BY AP • June 16, 2017

PITTSBURGH -- The Pittsburgh Pirates have looked down and out at points this season, with key players missing for various reasons, the offense sputtering at times, the pitching inconsistent at others.

Yet they are entering a stretch that could turn things considerably brighter -- or darker.

Their series opener Friday at PNC Park against the defending champion Chicago Cubs, a team struggling mightily on the road, is Pittsburgh's first of 10 straight games within the National League Central.

Even at 30-36, the Pirates are hanging in there in a division that seems mediocre at best. Going into this stretch, the Pirates won four games in a row before dropping the series finale against Colorado on Wednesday. They have won or split three of their four series in June.

Pittsburgh kept Colorado's potent offense mostly at bay, giving up nine runs in three games while scoring 13.

"(Colorado) is a really good team, a really big test," said rookie starter Chad Kuhl, who despite taking the loss in the series finale had one of his better outings.

"Sweeping them would have been nice, but taking the series from them is big."

A sweep of the Cubs, if the Pirates could pull it off, would move it a half-game ahead of the champs.

In the Cubs (32-33), the Pirates will be facing a club that lost to the New York Mets 9-4 on Wednesday. It was Chicago's 10th loss in its past 11 road games, and the team fell below .500 overall.

Chicago hasn't won consecutive road games since April 24-25.

"We've 'earned' the right to be in this position," Cubs manager Joe Maddon said. "We have a nice group. I believe in our group, but we have to prove it on the field.

"There's some certain unpredictability about us. That's why we're a .500 club. (We) don't play that same good game every day."

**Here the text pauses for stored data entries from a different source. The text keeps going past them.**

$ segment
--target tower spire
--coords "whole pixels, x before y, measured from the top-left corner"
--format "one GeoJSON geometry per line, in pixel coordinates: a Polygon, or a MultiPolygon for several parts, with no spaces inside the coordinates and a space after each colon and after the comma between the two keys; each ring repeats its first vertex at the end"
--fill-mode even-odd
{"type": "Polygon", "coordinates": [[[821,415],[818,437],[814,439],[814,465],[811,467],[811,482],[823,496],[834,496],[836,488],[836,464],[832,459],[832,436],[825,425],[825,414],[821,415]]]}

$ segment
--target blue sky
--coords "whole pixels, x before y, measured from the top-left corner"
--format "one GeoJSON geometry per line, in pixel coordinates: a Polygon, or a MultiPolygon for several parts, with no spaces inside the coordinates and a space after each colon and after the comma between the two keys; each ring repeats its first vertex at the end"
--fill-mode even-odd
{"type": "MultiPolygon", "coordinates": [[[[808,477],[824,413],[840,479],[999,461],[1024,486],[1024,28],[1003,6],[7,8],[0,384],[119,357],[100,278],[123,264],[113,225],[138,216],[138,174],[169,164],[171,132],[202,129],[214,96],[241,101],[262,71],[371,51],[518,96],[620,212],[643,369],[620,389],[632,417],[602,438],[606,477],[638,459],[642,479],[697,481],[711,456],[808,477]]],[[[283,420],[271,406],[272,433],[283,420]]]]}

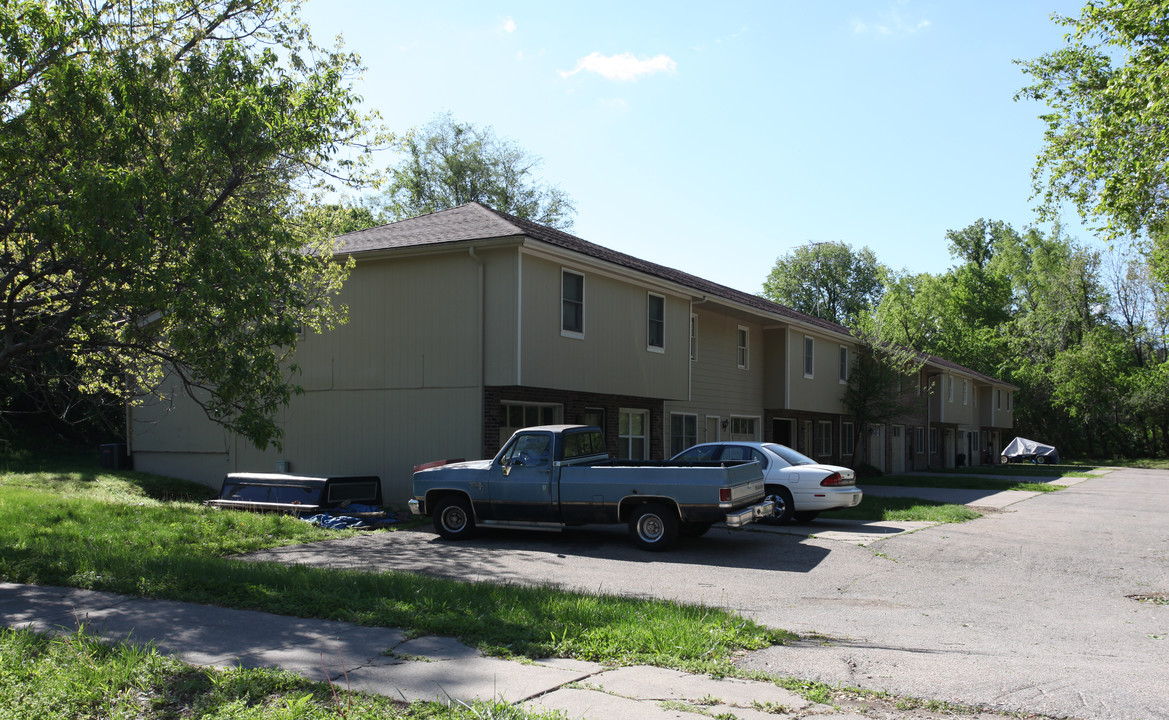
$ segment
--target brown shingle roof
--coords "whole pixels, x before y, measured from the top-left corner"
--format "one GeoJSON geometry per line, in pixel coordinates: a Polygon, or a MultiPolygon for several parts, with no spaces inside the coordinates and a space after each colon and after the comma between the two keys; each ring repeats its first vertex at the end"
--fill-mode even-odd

Anthony Rizzo said it's a multitude of things hindering the Cubs away from Wrigley Field.

"We've just got to win," he said. "We've got to hold leads. We've got to hit better with runners in scoring position. We've got to give our pitchers better opportunities to come in with a bigger lead.

"All the little things you've just got to get back to. We do a good job, but we need to do a better job of it."

Chicago will send right-hander Eddie Butler (3-2, 4.03 ERA) against Pittsburgh on Friday.

Butler, making his seventh start, has lasted at least five innings in his past four starts. He will square off against Pirates right-hander Trevor Williams (3-3, 5.13 ERA), who started the season in the bullpen but has replaced Tyler Glasnow in the rotation.

Williams is trying to find the consistency to convince Pittsburgh to keep him there. He is coming off a no-decision against Miami (four innings, five runs, six hits), in which he gave up back-to-back homers in his final inning.

"The misfires, we're paying for," Pirates manager Clint Hurdle said. "(He's) not executing soft stuff. (He's) leaving it up. It's getting hammered."

That start followed the longest outing of Williams' career, seven innings against the Mets, allowing just one run.